クロスライセンス
意味・解説
2つ以上の企業が、互いに保有する特許権や知的財産権を、相互に使用許可(ライセンス)し合う契約形態。
複雑な製品(スマホ、自動車等)を開発する際、自社の技術だけで作ると他社の特許に触れてしまう場合が多い。そこで、競合他社同士で「お互いの技術を自由に使っていいことにしよう」と約束することで、特許侵害訴訟を回避し、研究開発や製品化をスムーズに進める手法。

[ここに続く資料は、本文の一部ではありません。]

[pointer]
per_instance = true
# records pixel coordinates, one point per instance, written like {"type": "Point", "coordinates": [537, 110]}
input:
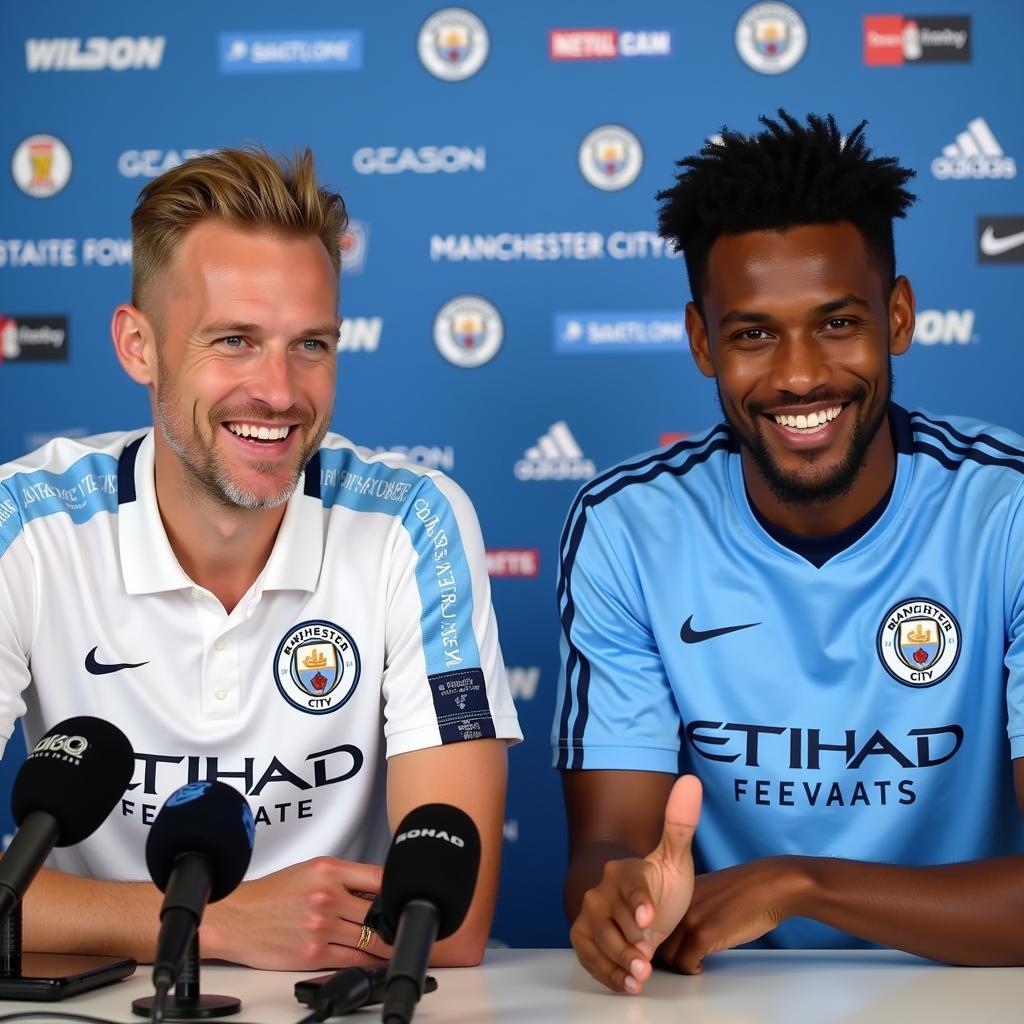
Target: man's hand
{"type": "Point", "coordinates": [733, 906]}
{"type": "Point", "coordinates": [638, 902]}
{"type": "Point", "coordinates": [304, 918]}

ライセンス料の支払いを免除したり、技術格差がある場合は差額のみを支払う形をとる。
くわしく
「『私の特許を使っていいから、あなたの特許も使わせてね』という、企業同士の平和条約」です。
1.メリット:
巨額の裁判費用をかけずに済み、自社にない技術を即座に利用できるため、開発スピードが上がります。
2.デメリット:
新規参入企業にとっては、大手同士がクロスライセンスで固まっている市場に入りにくくなる(参入障壁)側面もあります。
例文
次世代通信技術の開発を促進するため、通信機器メーカー大手2社が包括的なクロスライセンス契約を締結した。
過去問での出題状況
直近29回分の過去問(全2,900問)を解析した結果、4回登場しています(出題された年度: 4年度)。